На время всякие разговоры прекратились. Ели медленно, степенно подносили ложки над большими ломтями хлеба к котлу и, почерпнув ухи, осторожно несли ложки к себе. Наконец, Фома Шубный постучал по пустому котлу ложкою — знак, что трапезе конец.
Когда поели и напились, один из рыбаков спросил:
— Про что же с учителем московским беседовал?
— Про латынь-язык, — ответил Шубный.
— Это что же такое?
— Был такой древний народ — латыняне. Вот их язык, — сказал Михайло.
— А одного русского для наук уж не хватает?
— Народов-то много, и у каждого наука, а латынь — общий для наук язык.
— А-а-а. Вон как. И ты, стало быть, латынь-язык превзойти хочешь?
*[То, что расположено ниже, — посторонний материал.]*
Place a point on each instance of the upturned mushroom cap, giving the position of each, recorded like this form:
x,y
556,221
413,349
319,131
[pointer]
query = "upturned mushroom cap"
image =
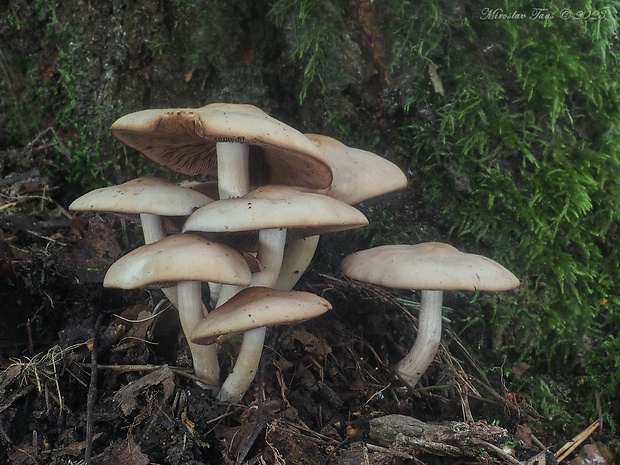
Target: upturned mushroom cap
x,y
182,257
142,195
183,140
256,307
276,207
358,174
427,266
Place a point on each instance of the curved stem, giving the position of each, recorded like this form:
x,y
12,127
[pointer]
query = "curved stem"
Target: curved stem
x,y
421,355
152,227
298,254
270,250
189,306
206,365
233,172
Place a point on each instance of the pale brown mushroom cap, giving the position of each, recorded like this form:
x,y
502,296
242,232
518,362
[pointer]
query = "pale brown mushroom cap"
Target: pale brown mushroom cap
x,y
256,307
182,257
184,139
271,207
427,266
358,174
142,195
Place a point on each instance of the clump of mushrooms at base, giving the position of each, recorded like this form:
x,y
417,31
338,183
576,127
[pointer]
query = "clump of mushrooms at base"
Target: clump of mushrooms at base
x,y
255,232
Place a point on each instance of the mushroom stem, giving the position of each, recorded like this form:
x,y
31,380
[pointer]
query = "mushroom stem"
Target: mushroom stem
x,y
270,250
297,256
206,365
189,306
233,172
415,363
152,227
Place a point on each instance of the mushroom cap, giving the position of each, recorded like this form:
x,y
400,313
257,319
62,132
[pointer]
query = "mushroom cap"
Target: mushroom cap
x,y
427,266
142,195
182,257
272,206
358,174
184,140
255,307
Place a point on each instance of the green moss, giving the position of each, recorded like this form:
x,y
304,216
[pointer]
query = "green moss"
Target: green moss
x,y
522,155
316,27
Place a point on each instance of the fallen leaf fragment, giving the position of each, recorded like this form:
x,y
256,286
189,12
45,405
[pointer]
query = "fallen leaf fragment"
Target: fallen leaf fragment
x,y
127,395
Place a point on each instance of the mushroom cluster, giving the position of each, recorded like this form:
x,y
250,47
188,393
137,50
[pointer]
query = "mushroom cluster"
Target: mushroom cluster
x,y
252,234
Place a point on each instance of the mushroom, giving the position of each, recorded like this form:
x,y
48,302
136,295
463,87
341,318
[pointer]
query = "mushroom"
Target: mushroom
x,y
431,267
218,137
150,198
255,307
252,308
154,201
185,260
359,175
272,211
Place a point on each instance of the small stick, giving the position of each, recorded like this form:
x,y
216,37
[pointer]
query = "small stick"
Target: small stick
x,y
571,445
91,398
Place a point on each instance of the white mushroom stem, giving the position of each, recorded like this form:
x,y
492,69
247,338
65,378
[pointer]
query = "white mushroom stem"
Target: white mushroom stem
x,y
190,308
233,172
152,227
298,254
270,250
421,355
206,366
233,180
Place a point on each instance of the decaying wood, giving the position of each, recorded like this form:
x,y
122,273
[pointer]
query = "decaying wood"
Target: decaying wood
x,y
448,438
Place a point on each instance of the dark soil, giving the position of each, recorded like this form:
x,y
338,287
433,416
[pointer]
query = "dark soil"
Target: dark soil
x,y
90,374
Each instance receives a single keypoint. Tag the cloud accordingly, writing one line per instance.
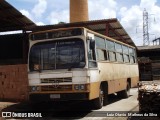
(40, 23)
(129, 14)
(39, 8)
(26, 13)
(102, 9)
(132, 20)
(58, 16)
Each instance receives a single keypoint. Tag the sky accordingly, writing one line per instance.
(128, 12)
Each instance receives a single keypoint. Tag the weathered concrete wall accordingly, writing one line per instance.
(78, 10)
(13, 82)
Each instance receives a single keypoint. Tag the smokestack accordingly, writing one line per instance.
(78, 10)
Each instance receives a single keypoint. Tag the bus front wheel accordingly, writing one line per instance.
(125, 93)
(101, 100)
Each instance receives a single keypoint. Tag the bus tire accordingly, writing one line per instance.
(125, 93)
(98, 102)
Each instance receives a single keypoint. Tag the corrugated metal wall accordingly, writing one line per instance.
(13, 67)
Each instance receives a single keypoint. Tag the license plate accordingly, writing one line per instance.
(55, 96)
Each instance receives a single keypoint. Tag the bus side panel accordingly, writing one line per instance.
(135, 75)
(94, 84)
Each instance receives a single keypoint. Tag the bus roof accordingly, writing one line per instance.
(109, 38)
(107, 27)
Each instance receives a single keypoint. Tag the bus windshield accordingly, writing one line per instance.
(62, 54)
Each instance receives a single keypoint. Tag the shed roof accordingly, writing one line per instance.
(11, 19)
(108, 27)
(149, 48)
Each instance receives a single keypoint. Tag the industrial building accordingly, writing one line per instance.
(14, 48)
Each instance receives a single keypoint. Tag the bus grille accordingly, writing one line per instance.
(55, 80)
(56, 88)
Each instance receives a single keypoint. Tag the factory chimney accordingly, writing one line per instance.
(78, 10)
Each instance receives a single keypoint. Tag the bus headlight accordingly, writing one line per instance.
(76, 87)
(80, 87)
(34, 88)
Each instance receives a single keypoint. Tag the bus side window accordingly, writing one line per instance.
(110, 46)
(100, 48)
(91, 54)
(132, 55)
(126, 54)
(119, 52)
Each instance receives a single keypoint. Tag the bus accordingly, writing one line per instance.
(79, 64)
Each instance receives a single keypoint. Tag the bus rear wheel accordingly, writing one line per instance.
(102, 100)
(125, 93)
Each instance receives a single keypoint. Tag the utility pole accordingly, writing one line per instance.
(145, 28)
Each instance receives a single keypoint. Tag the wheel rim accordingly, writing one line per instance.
(128, 90)
(101, 96)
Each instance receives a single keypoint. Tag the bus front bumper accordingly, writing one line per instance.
(58, 97)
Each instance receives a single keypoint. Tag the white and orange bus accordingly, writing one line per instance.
(79, 64)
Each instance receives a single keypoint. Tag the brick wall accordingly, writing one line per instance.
(13, 82)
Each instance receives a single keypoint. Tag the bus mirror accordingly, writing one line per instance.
(92, 44)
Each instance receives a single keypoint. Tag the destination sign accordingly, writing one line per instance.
(56, 34)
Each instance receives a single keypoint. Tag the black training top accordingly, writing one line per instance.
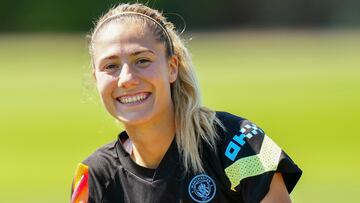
(240, 170)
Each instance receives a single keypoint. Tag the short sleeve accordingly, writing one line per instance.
(252, 159)
(80, 186)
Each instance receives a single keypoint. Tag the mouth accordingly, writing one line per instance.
(134, 98)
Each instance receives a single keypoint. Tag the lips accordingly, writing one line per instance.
(134, 98)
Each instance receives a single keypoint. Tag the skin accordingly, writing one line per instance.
(128, 60)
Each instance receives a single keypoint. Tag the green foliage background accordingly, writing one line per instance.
(301, 87)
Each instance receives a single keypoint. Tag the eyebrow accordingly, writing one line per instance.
(132, 54)
(141, 51)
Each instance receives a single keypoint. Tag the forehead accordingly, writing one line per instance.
(123, 33)
(119, 37)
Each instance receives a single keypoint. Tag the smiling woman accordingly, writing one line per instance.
(172, 149)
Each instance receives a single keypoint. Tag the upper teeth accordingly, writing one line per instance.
(133, 98)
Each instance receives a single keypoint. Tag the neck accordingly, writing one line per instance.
(151, 141)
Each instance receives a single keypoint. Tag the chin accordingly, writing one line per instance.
(133, 119)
— Без него в учении вперед идти нельзя.
— Ты же еще дале хочешь пройти?
— На половине пути не останавливаться.
— Ага.
Разговаривавший с Михайлой рыжебородый куростровец погладил бороду и, вздохнув, добавил:
— Так.
Михайлу Ломоносова хорошо знали во всей округе. И когда он с усердием начал заниматься учением, об этом было немало толков. Многие одобряли, кое-кто с сомнением покачивал головой. «Для чего мужику науки? Вроде не особо уж нужны, не видать, чтобы правды или добра от них для крестьянства могло прибыть, зачем мужику в них входить? Ежели другой кто занимается — пусть». Находились и такие, которые, покачивая головой, говорили, что, занявшись чужим делом, Михайло и от своих вон отстает, друзей да приятелей оставляет. «Так-то Михайло или кто другой, — говорили они, — в науках высоко пройдет, а потом, с высоты, сверху вниз на своих смотреть станет: мы, мол, учены и больше вам не ровня».
Рыжебородый рыбак, задававший сейчас Михайле вопросы, и был из тех, кто не одобрял его:
— Одинокое и гордое дело наука, в сторону от мужика она ведет. Вот.
— Сегодня уж мне такое говорили, — сказал Михайло. — Только тот, кто сказал это, мужику враг.
Рыжебородый даже поднялся со своего места.
— Да ты что? — почти угрожающе сказал он.
Общий смех заглушил его слова.
— Одинокое и гордое дело, — продолжал Михайло. — Так. Вот у меня книги есть: «Арифметика» и «Грамматика»…
— Знаем.
— Слыхали.
— И в той и в другой — наука. А кто пользуется? Все. Люди, много людей. Стало быть, одинокое ли и гордое ли дело?
Рыжебородый не хотел сдаваться:
— Э, брат, это ты не туда гнешь! Люди! Мало ли что люди. Мужику-то, нашему брату, для какой она надобности?
— А мужик не такой же ли человек, как и все?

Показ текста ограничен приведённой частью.